Umsätze der NRW-Industrie bleiben nahezu stabil - (Foto: Stahlproduktion (Archiv))
Die 4.762 nordrhein-westfälischen Industriebetriebe mit 50 oder mehr Beschäftigten haben in den ersten sechs Monaten des Jahres 2026 einen nominalen Umsatz von 173 Milliarden Euro erwirtschaftet. Wie das Statistische Landesamt mitteilte, waren das 0,1 % weniger als in den ersten sechs Monaten des Jahres 2025. Dabei konstatierte das Auslandsgeschäft einen Umsatzrückgang von 1,2 %, während die Inlandsumsätze um 0,9 % stiegen. Innerhalb der umsatzstärksten Industriebranchen waren überwiegend Umsatzrückgänge zu beobachten: So musste die Herstellung von Metallerzeugnissen in den ersten sechs Monaten einen Rückgang gegenüber dem Vorjahreshalbjahr von 5,6 % auf 13,7 Milliarden Euro hinnehmen.

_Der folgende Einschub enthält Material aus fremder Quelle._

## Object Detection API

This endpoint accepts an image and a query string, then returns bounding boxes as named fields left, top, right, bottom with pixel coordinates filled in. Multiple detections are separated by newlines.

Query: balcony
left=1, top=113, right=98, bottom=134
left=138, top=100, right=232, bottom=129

Der Umsatz in der Herstellung von Nahrungs- und Futtermitteln konstatierte im gleichen Zeitraum einen Umsatzrückgang von 3,5 % auf 19,7 Milliarden Euro. Ebenfalls rückläufig war der Umsatz im Maschinenbau, welcher um 2,3 % auf 22,7 Milliarden Euro sank. Die Metallerzeugung und -bearbeitung vermeldete hingegen als einzige NRW-Topbranche ein Umsatzplus von 5,6 % auf 21,0 Milliarden Euro. Abseits der umsatzstärksten Branchen verzeichnete der Sonstige Fahrzeugbau (z. B. Flugzeuge, Schiffe, Züge) ein Umsatzplus von 15,0 % auf 2,1 Milliarden Euro. In den ersten sechs Monaten dieses Jahres waren bei den nordrhein-westfälischen Industriebetrieben durchschnittlich 1.005.764 Personen beschäftigt; das waren 3,3 % weniger Personen als im entsprechenden Vorjahreszeitraum. Fast alle Topbranchen verzeichneten Beschäftigungsrückgänge: Beschäftigungsstärkste Branche war der Maschinenbau (173.171 Personen; 2,3 % weniger als in den ersten sechs Monaten 2025). Weitere 120.494 Personen (−6,3 %) waren im Bereich der Herstellung von Metallerzeugnissen beschäftigt. Die Herstellung von Nahrungs- und Futtermitteln vermeldete mit 98.203 Personen (−5,6 %) ebenfalls einen Beschäftigungsrückgang. Bei der Beschäftigungsentwicklung wies die Herstellung von Kraftwagen und Kraftwagenteilen mit 52.564 Personen (−9,0 %) den größten Rückgang auf. Einzig die Beschäftigung in der Metallerzeugung und -bearbeitung lag mit 89.958 Personen in etwa auf Vorjahresniveau.